La lunga indagine ha badato bene a distinguere fra gli elementi di sospetto di attività terroristiche e il normale svolgimento della vita religiosa. Anche dopo che è scattata l'operazione «Hammam», infatti, la moschea di Ponte Felcino è rimasta aperta e i fedeli musulmani hanno potuto continuare a seguire i ritmi della preghiera. Tutti meno una dozzina di clandestini identificati nel corso delle perquisizioni. Per loro sono scattate le normali procedure: denunce per tutti, rimpatrio per alcuni, avvio ai centri di permanenza temporanea per altri. L'operaziome «Hammam», comunque, non sarebbe finita qui. Il questore di Perugia, ieri mattina, ha addirittura parlato di «indagine alle prime battute» lasciando intendere una presenza terroristica nel nostro paese ben più estesa delle quattro persone per le quali sono state formate le ordinanze di custodia cautelare in carcere.
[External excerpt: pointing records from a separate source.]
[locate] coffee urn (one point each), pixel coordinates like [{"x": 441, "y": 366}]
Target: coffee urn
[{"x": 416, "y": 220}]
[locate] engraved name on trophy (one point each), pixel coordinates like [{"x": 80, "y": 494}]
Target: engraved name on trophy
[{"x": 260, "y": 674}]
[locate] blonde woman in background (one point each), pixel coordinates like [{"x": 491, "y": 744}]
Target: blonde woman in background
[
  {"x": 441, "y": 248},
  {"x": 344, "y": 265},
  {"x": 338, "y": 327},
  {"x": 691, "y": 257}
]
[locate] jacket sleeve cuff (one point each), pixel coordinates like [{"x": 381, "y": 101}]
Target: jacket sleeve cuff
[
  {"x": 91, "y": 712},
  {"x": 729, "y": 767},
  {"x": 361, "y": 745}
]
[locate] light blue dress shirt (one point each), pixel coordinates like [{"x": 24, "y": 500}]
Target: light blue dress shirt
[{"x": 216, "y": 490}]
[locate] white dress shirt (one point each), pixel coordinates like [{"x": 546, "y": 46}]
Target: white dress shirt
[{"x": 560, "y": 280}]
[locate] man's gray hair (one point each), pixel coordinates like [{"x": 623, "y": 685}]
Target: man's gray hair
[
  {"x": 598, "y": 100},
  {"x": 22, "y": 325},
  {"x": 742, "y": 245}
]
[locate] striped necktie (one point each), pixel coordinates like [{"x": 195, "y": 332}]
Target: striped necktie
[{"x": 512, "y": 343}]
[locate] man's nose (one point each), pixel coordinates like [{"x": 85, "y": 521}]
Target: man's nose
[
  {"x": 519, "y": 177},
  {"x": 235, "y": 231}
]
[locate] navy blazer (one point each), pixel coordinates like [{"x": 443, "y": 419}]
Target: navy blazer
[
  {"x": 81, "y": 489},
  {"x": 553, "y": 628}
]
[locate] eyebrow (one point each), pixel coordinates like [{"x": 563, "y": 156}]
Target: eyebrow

Quello che colpisce, nella ricostruzione degli investigatori, è il metodo che l'imam di Ponte Felcino avrebbe utilizzato per fare proseliti. I video, anche i più violenti, sarebbero stati mostrati alla comunità, bambini e bambine compresi. Anzi, proprio fra i più piccoli, si sarebbero cercati gli elementi più adatti per l'arruolamento in Al Qaeda.